Die Brotfabrik ist seit jeher ein Ort, an dem das Jazzfest regelmäßig die Grenzen von Harmonie und Wohlklang überschreitet und das Tor zu experimentellen Klangwelten weit aufstößt. Wer sich also nach Beuel wagt, muss sich auf einiges gefasst machen – so auch in diesem Jahr. Krachende Gitarren, wabernde Bass-Wolken, asynchrone Polyrhythmen und ein quietschendes Saxofon haben am vergangenen Montag so manche Hörgewohnheiten auf die Probe gestellt und das Organisationsteam sogar dazu veranlasst, am Eingang segensreiche Ohrstöpsel zu verteilen. Natürlich nur wegen der Lautstärke. Alles andere gilt schließlich als Kunst. Auch wenn die Übergänge zum Krach zumindest teilweise fließend waren.

Tatsächlich erwiesen sich die beiden Formationen, die Jazzfest-Intendant Peter Materna eingeladen hatte, als durchaus eigenwillig. Schon Jo, das Quartett des Schlagzeugers Jo Beyer, verweigerte sich kategorisch jeder Einordnung, während es überaus vertrackte Kompositionen mit spielerischer Freiheit zu füllen versuchte. Dabei rasten die Instrumente mitunter nur haarscharf aneinander vorbei und schufen so Dissonanzen, die eher unterschwellig als offenkundig zu hören waren. Insbesondere Saxofonist Sven Decker verabschiedete sich dabei gerne mal von der Tonalität und dekonstruierte fröhlich die fein durchschimmernden Melodien, während Beyer bei dem Versuch, das gesamte Potenzial seines Schlagwerks auszuloten, die Strukturen aufzulösen begann, zumal kein Bass als Ruhepol agierte. So driftete das Quartett permanent in abstrakte, unkonkrete Sphären ab, nur um doch immer wieder irgendwo einen Anker zu finden, in einem brillanten Solo etwa oder in einer herrlich kristallinen Phrase.

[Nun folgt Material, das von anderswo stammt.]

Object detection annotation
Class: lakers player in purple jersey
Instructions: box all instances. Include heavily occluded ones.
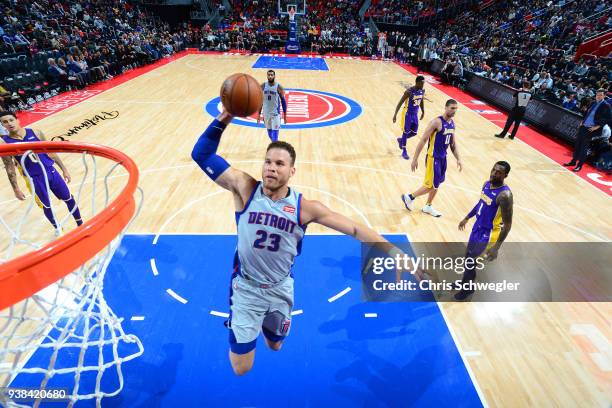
[402,99,463,217]
[0,112,83,231]
[455,161,513,300]
[393,75,425,160]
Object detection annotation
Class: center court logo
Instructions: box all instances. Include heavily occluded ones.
[204,89,362,129]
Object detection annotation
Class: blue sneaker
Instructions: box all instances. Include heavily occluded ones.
[402,194,414,211]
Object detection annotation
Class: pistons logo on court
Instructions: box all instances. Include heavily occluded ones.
[205,89,362,131]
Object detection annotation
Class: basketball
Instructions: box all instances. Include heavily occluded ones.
[221,74,263,117]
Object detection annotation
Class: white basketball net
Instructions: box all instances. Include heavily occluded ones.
[0,152,143,407]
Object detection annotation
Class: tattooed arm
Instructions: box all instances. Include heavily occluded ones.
[486,191,513,261]
[2,156,25,200]
[34,129,70,183]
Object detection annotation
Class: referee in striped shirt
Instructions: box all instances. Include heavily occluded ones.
[495,81,531,139]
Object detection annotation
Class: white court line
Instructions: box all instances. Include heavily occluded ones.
[405,232,489,408]
[185,54,394,81]
[436,300,489,408]
[166,289,187,304]
[150,258,159,276]
[327,286,351,303]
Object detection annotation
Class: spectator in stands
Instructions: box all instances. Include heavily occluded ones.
[562,94,578,111]
[563,89,612,172]
[47,58,77,88]
[67,54,91,86]
[450,58,463,86]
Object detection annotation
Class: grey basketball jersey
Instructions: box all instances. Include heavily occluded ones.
[262,81,280,117]
[235,182,306,284]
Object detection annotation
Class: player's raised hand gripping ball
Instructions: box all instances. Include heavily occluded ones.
[221,74,263,117]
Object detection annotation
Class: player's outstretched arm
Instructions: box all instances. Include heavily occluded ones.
[393,89,410,123]
[410,118,442,171]
[300,198,395,252]
[33,129,70,183]
[278,85,287,123]
[0,139,25,200]
[257,82,266,124]
[450,135,463,171]
[191,110,257,210]
[420,95,425,120]
[486,190,514,261]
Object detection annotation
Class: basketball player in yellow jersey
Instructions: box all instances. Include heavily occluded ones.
[402,99,463,217]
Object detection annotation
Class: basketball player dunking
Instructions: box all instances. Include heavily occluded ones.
[393,75,425,160]
[455,161,513,300]
[402,99,463,217]
[257,69,287,142]
[192,111,408,375]
[0,112,83,232]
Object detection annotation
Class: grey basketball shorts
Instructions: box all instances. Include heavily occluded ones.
[228,275,293,354]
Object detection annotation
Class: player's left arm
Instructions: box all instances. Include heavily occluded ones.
[486,190,513,261]
[34,129,71,183]
[278,84,287,123]
[421,90,425,120]
[450,133,463,171]
[300,198,395,253]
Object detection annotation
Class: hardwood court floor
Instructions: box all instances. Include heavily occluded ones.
[0,54,612,407]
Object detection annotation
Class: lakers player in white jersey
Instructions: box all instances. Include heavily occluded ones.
[191,111,408,375]
[257,69,287,142]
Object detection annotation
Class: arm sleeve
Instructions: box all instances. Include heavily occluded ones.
[191,119,230,181]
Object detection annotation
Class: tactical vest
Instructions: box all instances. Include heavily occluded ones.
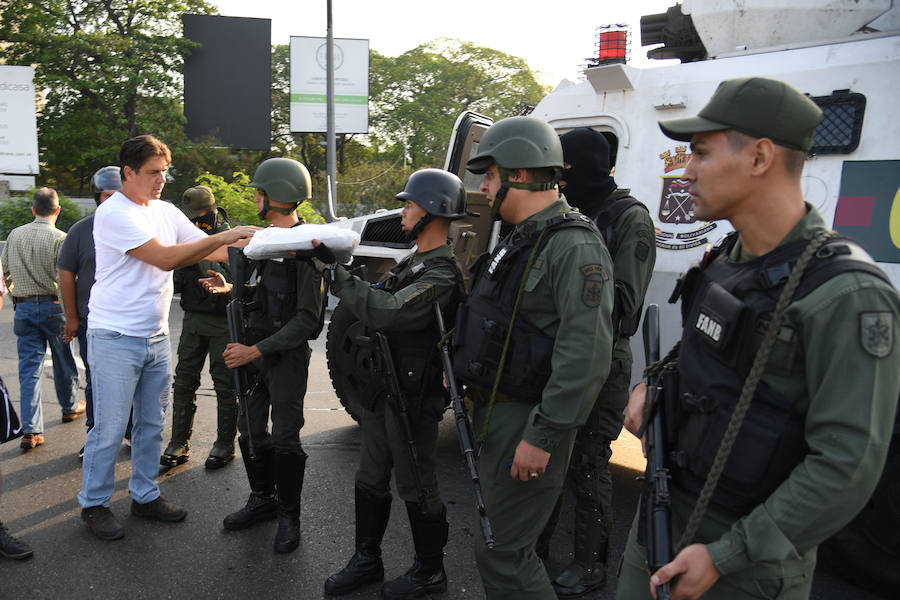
[179,264,228,317]
[453,212,599,403]
[373,256,466,400]
[589,189,649,338]
[244,258,328,346]
[663,233,888,515]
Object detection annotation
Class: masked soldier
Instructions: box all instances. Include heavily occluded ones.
[325,169,466,598]
[538,127,656,598]
[159,185,237,469]
[453,117,614,600]
[203,158,325,553]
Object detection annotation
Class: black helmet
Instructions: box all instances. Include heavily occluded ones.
[91,165,122,196]
[394,169,466,219]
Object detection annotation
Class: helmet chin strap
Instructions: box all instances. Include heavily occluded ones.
[491,166,562,221]
[406,213,434,240]
[256,193,299,221]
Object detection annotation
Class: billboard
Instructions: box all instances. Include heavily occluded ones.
[182,15,272,150]
[291,36,369,133]
[0,65,38,175]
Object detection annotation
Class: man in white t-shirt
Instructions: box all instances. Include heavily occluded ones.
[78,135,257,540]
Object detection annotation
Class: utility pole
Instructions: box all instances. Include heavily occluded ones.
[325,0,337,221]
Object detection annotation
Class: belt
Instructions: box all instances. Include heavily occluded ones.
[13,296,59,304]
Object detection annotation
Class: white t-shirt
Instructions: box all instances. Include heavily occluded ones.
[88,192,206,337]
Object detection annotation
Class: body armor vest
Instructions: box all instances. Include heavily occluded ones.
[453,212,598,403]
[245,258,300,346]
[590,189,649,338]
[376,256,466,397]
[663,234,887,515]
[179,264,228,317]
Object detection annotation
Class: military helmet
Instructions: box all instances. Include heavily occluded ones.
[466,116,563,173]
[394,169,466,219]
[91,165,122,196]
[247,158,312,204]
[181,185,216,219]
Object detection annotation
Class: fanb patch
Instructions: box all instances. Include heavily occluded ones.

So sehr die Eskapaden von Jo das auch Publikum forderten, Jean-Paul Bourelly setzte noch einen drauf. Der Gitarrist, der den avantgardistischen Anspruch eines Frank Zappa mit der Technik eines Jimi Hendrix und der Freiheit eines Miles Davis zu kombinieren versucht, war vor allem eins: laut. Ein filigraner Magier, der kleine Skizzen mit feinen Pinselstrichen in die Musik überträgt, ist der 59-Jährige nicht; vielmehr ist er ein Steinmetz mit der brachialen Gewalt eines Vorschlaghammers, den er ohne Zweifel meisterhaft beherrscht, mit dem er aber sehr viel Staub aufwirbelt. Und der war in diesem Fall nicht allzu heilsam für die Gehörgänge, zumal Bourelly nicht nur seine siebensaitige Gitarre bis zum Exzess bediente, sondern auch gerne mal irgendwelche Wortbrocken ins Mikro schrie, während Bassist Daryl Taylor die von ihm erzeugten pulsierenden Tiefdruckgebiete ähnlich nachdrücklich in den Saal entließ. Dennoch konnte das Publikum dem donnernden, dröhnenden Spiel des Trios einiges abgewinnen und applaudierte mit einem Enthusiasmus, der dem Bourellys in etwa entsprochen haben dürfte.